Eat for Your Life Volume 1 by Shigeru Tsuchiyama
This book is available on emanga.com
I do enjoy food manga now and then, and since unfortunately this is a genre that we only get a small sampling of here I’m always interested in a new title. While there are plenty of manga that I’ve read devoted to particular dishes or types of food, eating with friends, or in the case of Toriko eating incredibly weird things, this is the first eating competition manga that I’ve read. I found the combination of sports manga plot structure and endless drawings of bowls of katsudon compelling.
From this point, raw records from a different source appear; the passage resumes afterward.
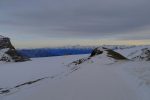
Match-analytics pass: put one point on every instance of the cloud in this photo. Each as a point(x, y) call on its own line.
point(74, 17)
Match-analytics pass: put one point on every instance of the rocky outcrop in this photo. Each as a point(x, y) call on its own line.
point(100, 51)
point(8, 53)
point(108, 53)
point(142, 55)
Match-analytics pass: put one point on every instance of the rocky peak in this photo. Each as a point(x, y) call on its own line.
point(7, 51)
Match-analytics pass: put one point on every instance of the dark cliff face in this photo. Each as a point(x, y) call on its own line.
point(8, 52)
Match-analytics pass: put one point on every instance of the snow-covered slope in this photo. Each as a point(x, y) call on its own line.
point(8, 53)
point(137, 53)
point(50, 78)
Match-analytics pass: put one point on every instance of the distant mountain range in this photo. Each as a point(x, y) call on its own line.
point(8, 53)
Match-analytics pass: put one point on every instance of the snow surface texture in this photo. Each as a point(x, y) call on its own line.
point(98, 78)
point(5, 57)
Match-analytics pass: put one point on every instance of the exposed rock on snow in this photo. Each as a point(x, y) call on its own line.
point(8, 53)
point(100, 51)
point(138, 53)
point(108, 53)
point(144, 54)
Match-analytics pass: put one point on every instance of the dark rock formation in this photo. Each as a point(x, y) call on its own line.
point(8, 52)
point(109, 53)
point(143, 56)
point(100, 51)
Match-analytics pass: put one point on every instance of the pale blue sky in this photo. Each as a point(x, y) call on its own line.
point(46, 23)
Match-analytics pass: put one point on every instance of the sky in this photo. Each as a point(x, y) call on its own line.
point(52, 23)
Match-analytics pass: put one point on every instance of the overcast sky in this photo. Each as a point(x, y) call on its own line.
point(64, 22)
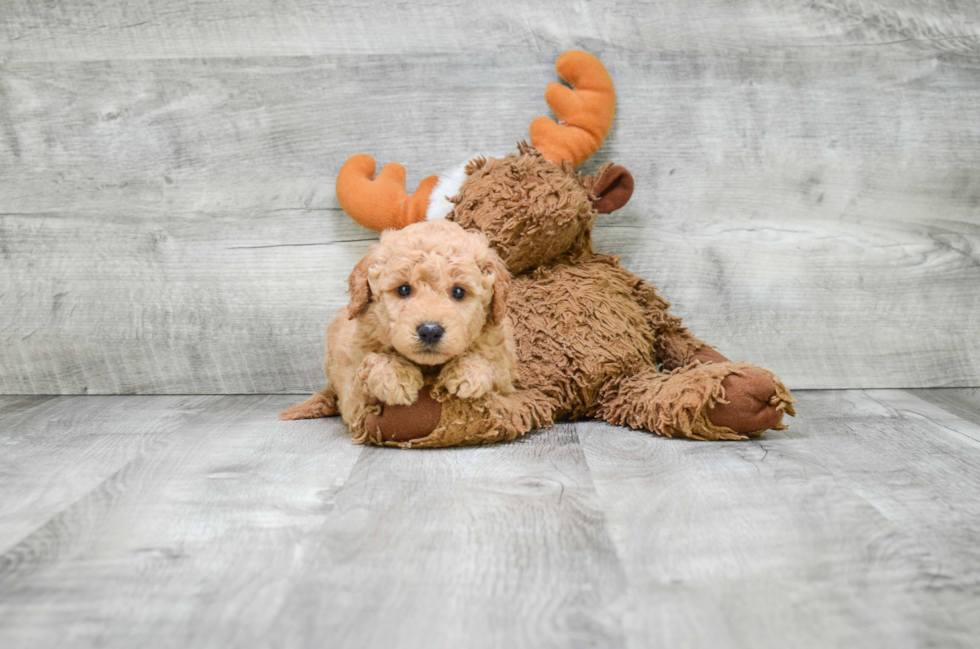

Ohara is a salaryman with a reputation as a gourmet. Perpetually broke due to his habit of going on food tours, he stumbles across an eating competition and decides to try his luck. Ohara fails, but he catches the eye of a professional food competitor named George. I could tell at a glance that George was going to be Ohara’s eccentric mentor because he was wearing a fringed leather jacket, sunglasses, and a ponytail. George appreciates Ohara’s ability to savor what he is eating as well as his rudimentary but sound eating technique.
Ohara begins to be pulled into the world of competative eating, but with some informal coaching from George, he might be ready to take his love of eating to the next level. The situations and characters in Eat For Your Life follow the “try your best” theme of most sports manga, except here one tries to conquer insane serving amounts of food as opposed to facing an opponent on the sports field. Eat For Your Life was amusing. The art was well executed, but not particularly distinctive, and there wwas a decent amount of humor as Ohara reacts with a rookie’s amazement to the world of competitive eating. I recommended this title for foodie manga fans.
Electronic access provided by the publisher.